Talvez porque Aurelius seja bem mais novo que eu, seja mais novo que ela, ela se sentiu em maior segurança para interagir com ele?
Ou talvez Aurelius tenha alguma magia que faça seu carisma aumentar e contagiar as pessoas em sua volta? É bobo, mas é um jeito que eu tento negar o que aconteceu…
Não sei, eu realmente não sei nada. Mas eu sabia que por mais chulo seja, Aurelius naquele momento havia conseguido algo que eu, o primogênito, não conseguira.
Eu senti uma profunda tristeza e uma ansiedade profunda de maneira igual. Não pelo fato de Aurelius ter «roubado minha noiva» ou algo do tipo. Nós havíamos nos visto pela primeira vez. Eu e Oliva não sentíamos nada um pelo outro.
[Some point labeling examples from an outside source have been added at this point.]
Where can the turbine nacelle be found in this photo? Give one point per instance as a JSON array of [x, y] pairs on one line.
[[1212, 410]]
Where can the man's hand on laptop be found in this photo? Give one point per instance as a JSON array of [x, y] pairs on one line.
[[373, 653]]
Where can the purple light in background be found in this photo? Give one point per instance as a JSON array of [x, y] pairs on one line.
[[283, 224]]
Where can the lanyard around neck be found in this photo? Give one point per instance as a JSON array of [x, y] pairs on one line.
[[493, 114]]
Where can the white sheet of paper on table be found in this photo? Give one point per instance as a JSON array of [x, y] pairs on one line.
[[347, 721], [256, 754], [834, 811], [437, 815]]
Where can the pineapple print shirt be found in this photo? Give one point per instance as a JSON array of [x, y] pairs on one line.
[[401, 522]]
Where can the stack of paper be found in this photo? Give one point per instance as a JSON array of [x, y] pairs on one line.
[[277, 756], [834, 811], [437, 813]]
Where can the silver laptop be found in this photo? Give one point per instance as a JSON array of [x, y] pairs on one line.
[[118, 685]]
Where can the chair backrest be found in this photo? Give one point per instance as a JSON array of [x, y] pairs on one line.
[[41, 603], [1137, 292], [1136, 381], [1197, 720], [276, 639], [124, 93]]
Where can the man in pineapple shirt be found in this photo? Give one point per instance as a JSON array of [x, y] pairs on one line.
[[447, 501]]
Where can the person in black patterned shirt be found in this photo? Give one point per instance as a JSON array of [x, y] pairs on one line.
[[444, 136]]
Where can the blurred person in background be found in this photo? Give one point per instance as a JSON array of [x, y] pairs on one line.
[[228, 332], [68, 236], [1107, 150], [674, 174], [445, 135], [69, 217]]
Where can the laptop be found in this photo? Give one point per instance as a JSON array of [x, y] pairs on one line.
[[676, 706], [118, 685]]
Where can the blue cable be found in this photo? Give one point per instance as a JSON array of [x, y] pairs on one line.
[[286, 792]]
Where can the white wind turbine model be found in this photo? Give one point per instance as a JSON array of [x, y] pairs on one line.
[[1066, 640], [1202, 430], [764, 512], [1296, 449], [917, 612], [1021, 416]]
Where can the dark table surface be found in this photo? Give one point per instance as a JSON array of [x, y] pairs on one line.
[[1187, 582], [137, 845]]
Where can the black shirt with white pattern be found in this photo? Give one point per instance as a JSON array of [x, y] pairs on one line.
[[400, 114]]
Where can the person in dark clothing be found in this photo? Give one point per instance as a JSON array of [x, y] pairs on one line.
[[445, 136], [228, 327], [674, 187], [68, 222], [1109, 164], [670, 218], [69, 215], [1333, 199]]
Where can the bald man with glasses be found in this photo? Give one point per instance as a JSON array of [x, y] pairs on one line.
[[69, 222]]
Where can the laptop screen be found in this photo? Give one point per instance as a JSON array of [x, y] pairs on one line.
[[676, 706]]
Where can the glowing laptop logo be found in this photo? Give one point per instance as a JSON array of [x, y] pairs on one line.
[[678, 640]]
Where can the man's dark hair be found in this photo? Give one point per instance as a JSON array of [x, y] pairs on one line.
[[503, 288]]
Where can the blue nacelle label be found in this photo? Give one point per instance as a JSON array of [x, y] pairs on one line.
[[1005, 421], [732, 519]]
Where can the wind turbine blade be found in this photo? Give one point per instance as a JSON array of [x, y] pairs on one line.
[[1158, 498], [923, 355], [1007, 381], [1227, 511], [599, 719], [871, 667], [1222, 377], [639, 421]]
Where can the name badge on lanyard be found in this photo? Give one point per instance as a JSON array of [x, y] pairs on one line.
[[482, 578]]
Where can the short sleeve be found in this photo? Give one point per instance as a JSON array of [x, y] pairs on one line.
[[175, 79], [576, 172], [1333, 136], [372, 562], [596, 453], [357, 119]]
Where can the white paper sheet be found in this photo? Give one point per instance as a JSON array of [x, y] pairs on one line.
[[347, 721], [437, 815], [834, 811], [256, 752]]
Mas sim porque naquele exato momento eu reconheci Aurelius como uma ameaça, reconheci-o como alguém que poderia desafiar-me um dia e privar-me de meu destino. Aurelius demonstrava potencial para conseguir cousas que eu não conseguia.
Eu não conseguia mais vê-lo como o «caçula fofo da família» assim como a minha mãe ou a Cecilia o via. Naquele exato momento Aurelius se tornou Cain.
A relação entre nós dois se tornou conturbada a partir dali, mas por total culpa minha. Eu buscava fugir dele, não a importar onde eu esteja eu não queria estar na presença dele e gerar mais medo, mais ódio em meu coração.
E isso resultou em meu foco em exclusão. Covardemente eu me excluía das relações familiares, dos eventos onde todos nós estaríamos juntos.
— Eu não quero ser comparado com ele. Eu não quero que as pessoas questionem a minha legitimidade, o meu direito, o meu destino — porque se em algum momento isso acontecesse… Eu sei que serei o elo fraco.
— Eu simplesmente não quero competir contra ele… — sento-me na cama e ponho as mãos em minha cara.
Depois de tanto refletir eu me sinto cansado, olho para o clepsidra no canto do quarto e vejo que já são 11h da noite, é tarde.
— Melhor eu ir dormir e deixar de pensar em besteiras. O meu rito de patriarca está por vir. Eu não posso demonstrar ser fraco nisso.
De tudo nesta vida, o único assunto que eu não posso ser fraco é isso. Eu não serei fraco nisso. Nunca.